La révolte est plurielle
La position de George Harrison face aux Sex Pistols est révélatrice d’un phénomène plus large : l’impossibilité pour une génération d’en comprendre une autre sans s’ouvrir à ses blessures. Harrison voit la souffrance, mais il refuse la forme qu’elle prend. Il en nie la légitimité esthétique, la trouve bruyante, sale, inarticulée.
Mais cette rugosité, cette colère brute, c’est précisément ce qui donnait au punk son authenticité. Il ne s’agissait pas de composer une œuvre raffinée, mais de traduire un mal-être social par le corps, par la sueur, par le cri. Et si Johnny Rotten ne chantait pas juste, c’est parce que personne n’écoutait les jeunes de son époque.

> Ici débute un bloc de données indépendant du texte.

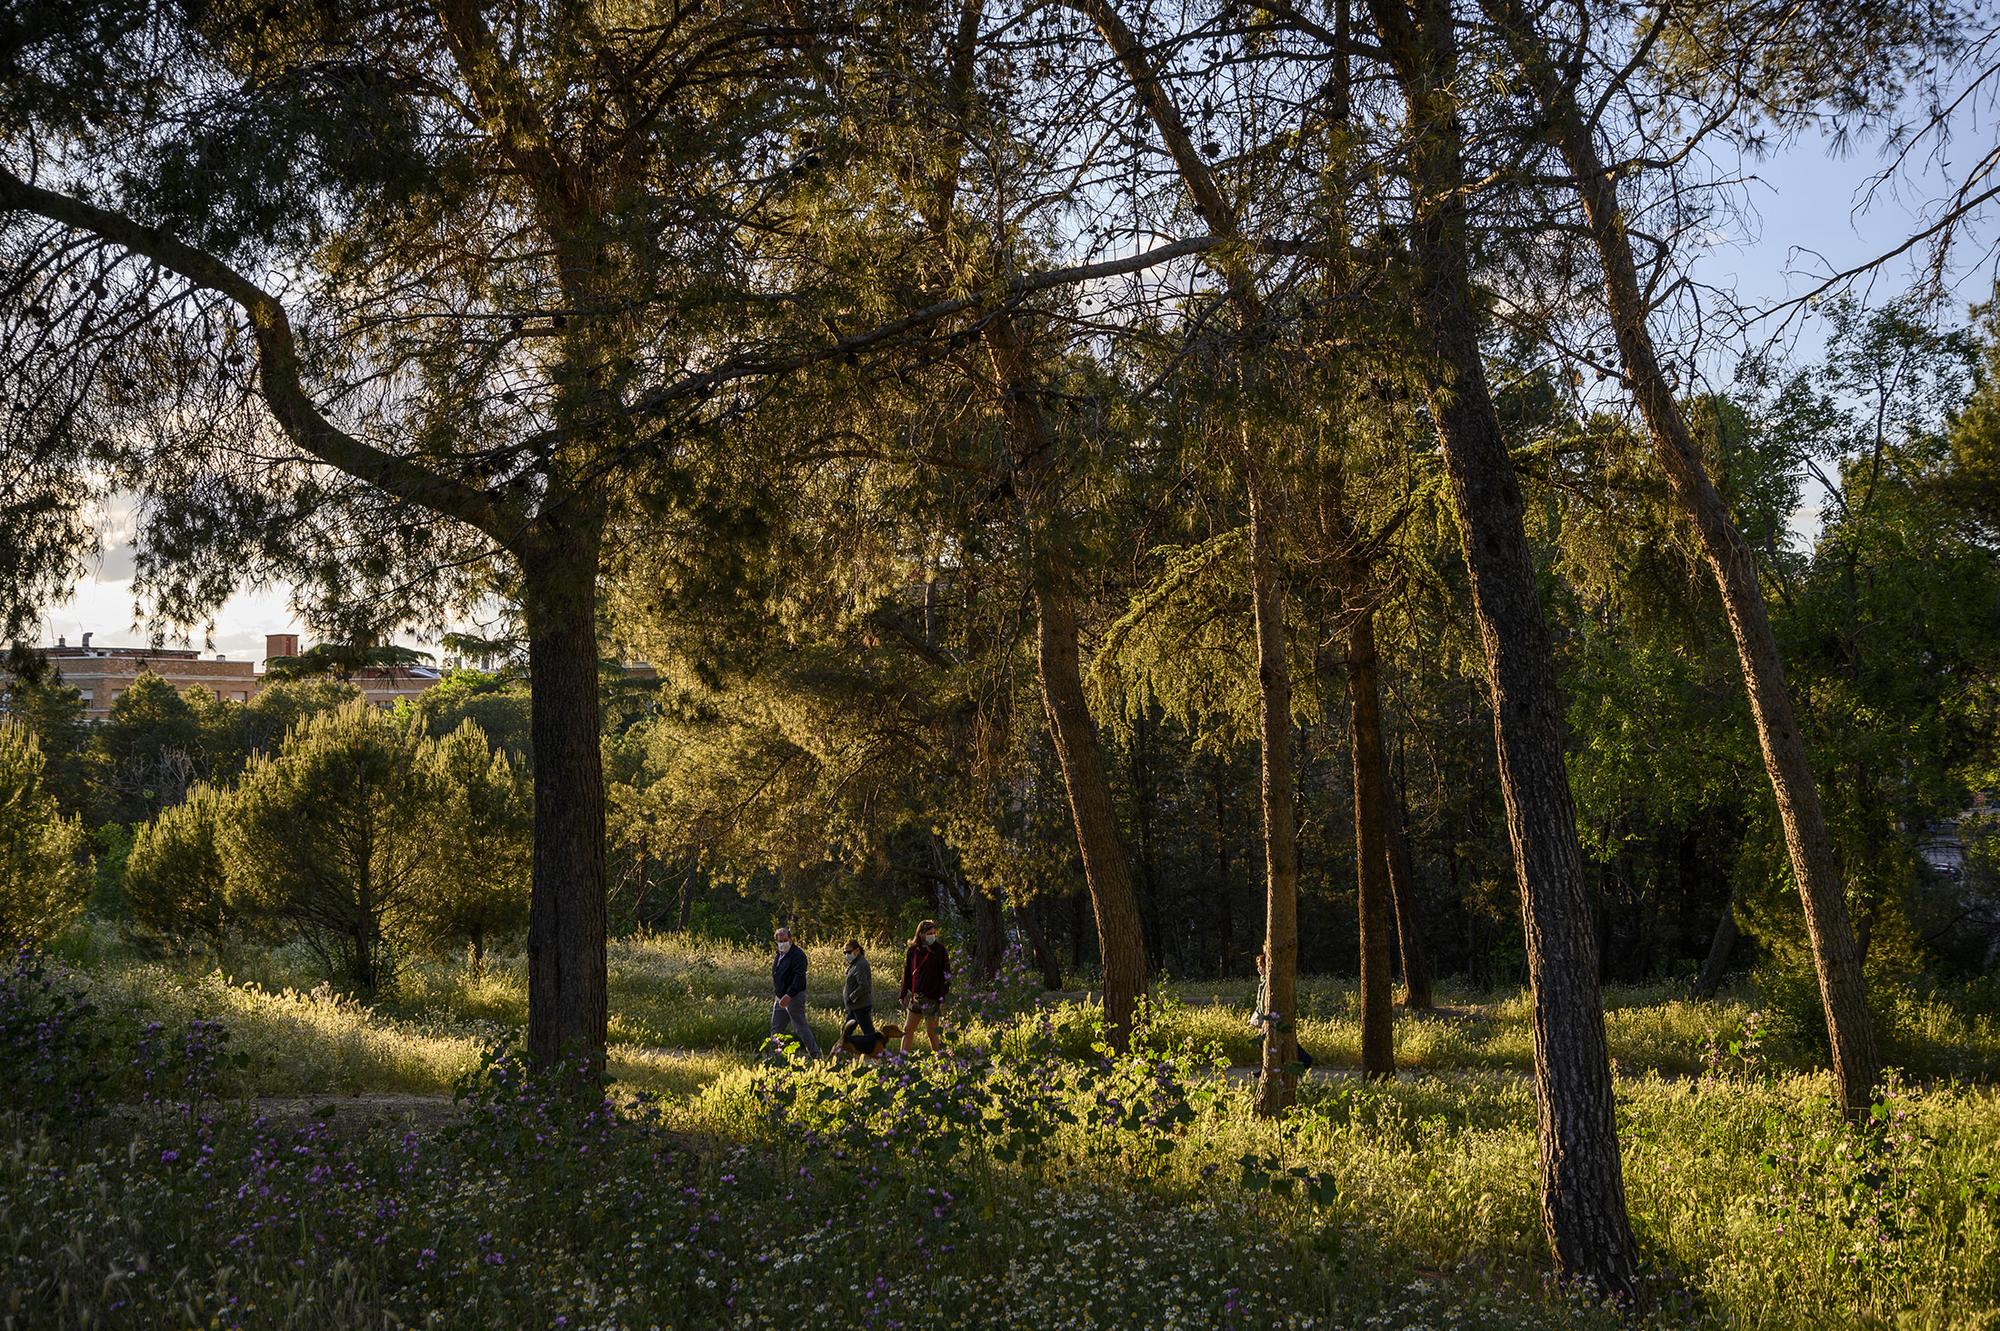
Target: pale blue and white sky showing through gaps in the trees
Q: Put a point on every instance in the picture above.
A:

Au fond, Harrison ne méprise pas les Sex Pistols. Il les craint un peu, les juge beaucoup, les plaint surtout. Et cela en dit long : non pas sur la valeur respective de leurs musiques, mais sur la difficulté qu’ont les artistes, même les plus grands, à entendre d’autres langages de révolte que le leur.
Dans un monde idéal, George Harrison aurait pu converser avec Johnny Rotten, non pour se convaincre, mais pour comprendre. Il n’en a pas eu le désir, ou peut-être pas le temps. Mais cette fracture — entre l’amour comme arme et la colère comme cri — reste aujourd’hui encore un miroir tendu à toutes les générations d’artistes. Car si la révolte change de forme, elle naît toujours de la même injustice. Et chaque voix, qu’elle soit douce ou stridente, mérite d’être écoutée.